Guests are welcome for $35, paid online prior, or in cash on the evening. We ask that members let us know the name/s of their guests so that we can prepare name tags.
Membership
Full year subscription is $270.00; Half year $135.00 (lectures 1-4) with the option of renewing for the second half of the year.
We offer an Early Bird subscription offer of $250 for the year if paid by 1 December 2025.
To join as a new member or rejoin please download the TASA 2026 Membership Form & Programme
For membership enquiries email tasaauckland@gmail.com Membership pays for our venue and for refreshments after the lecture. These two are our major expenses along with lecturers’ fees.
Our account details are AkDFAS 12-3042-0379470-00.
For general enquiries email tasaauckland@gmail.com
Auckland – 2026 Lecturer Biographies and Topics
Susannah Fullerton
Auckland Date : Wednesday 25 February 2026 – 7.30pm
Susannah Fullerton, OAM FRSN, is Sydney’s best-known lecturer on classic novels. She lectures regularly at the State Library of NSW, at conferences, schools and libraries. She is a registered speaker for ArtsNational (previously the Australian Decorative and Fine Arts Society). She gives talks on famous writers and their novels, poems and plays at a great variety of places around NSW, Australia and overseas. Susannah has been President of the Jane Austen Society of Australia for almost 30 years. She is also Patron of the Kipling Society of Australia, a founding member of the NSW Dickens Society and of the Australian Brontë Association. She is a Lady Patroness of the International Heyer Society.
Susannah loves to share her passion for great works of literature. In addition to being the author of several books on literary figures and topics, she has published articles and reviews, organised literary events and conferences, is a tour leader and literary awards judge, and is often interviewed on TV and radio about literary concerns.

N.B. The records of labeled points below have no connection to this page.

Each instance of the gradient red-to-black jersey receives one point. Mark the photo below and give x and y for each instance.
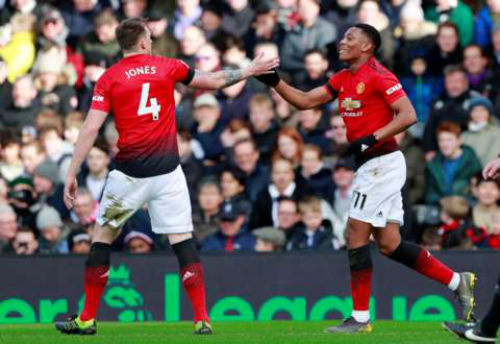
(139, 91)
(365, 99)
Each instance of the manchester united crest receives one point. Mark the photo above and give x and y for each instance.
(360, 88)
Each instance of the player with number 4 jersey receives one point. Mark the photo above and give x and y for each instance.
(374, 108)
(139, 91)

TEN NOVELS THAT CHANGED THE WORLD
Literature has always had the power to change – just think of the impact of the King James Bible, Darwin’s On the Origin of Species, Dr Johnson’s Dictionary, Freud’s The Interpretation of Dreams, Marx’s The Communist Manifesto and Betty Friedan’s The Feminine Mystique. And yet fiction too has the power to change – to evoke sympathy, to make us take on different opinions, and even to bring about political and legal change. This talk examines ten novels which altered our world, when it came to race relations, charity, the shape of literature, and the plight of the poor and the different. Discover which novels have had universal impact and be encouraged to think about which books you would select as having in some way brought about enormous change.
James Butterwick
Auckland Date : Wednesday 8 April 2026 – Broadcast Live from the UK – 7.30pm
James Butterwick began collecting and selling Ukrainian and Russian Art in 1985 and has established himself as one of the world’s leading dealers and experts in the field. From 1994, he lived in Moscow, becoming the only foreign member of the Russian Society of Private Collectors, forming collections, contributing to museum exhibitions and reading lectures on the history of Russian Art. In 2013, he visited Kyiv, the first of over fifty visits to Ukraine before the start of the war.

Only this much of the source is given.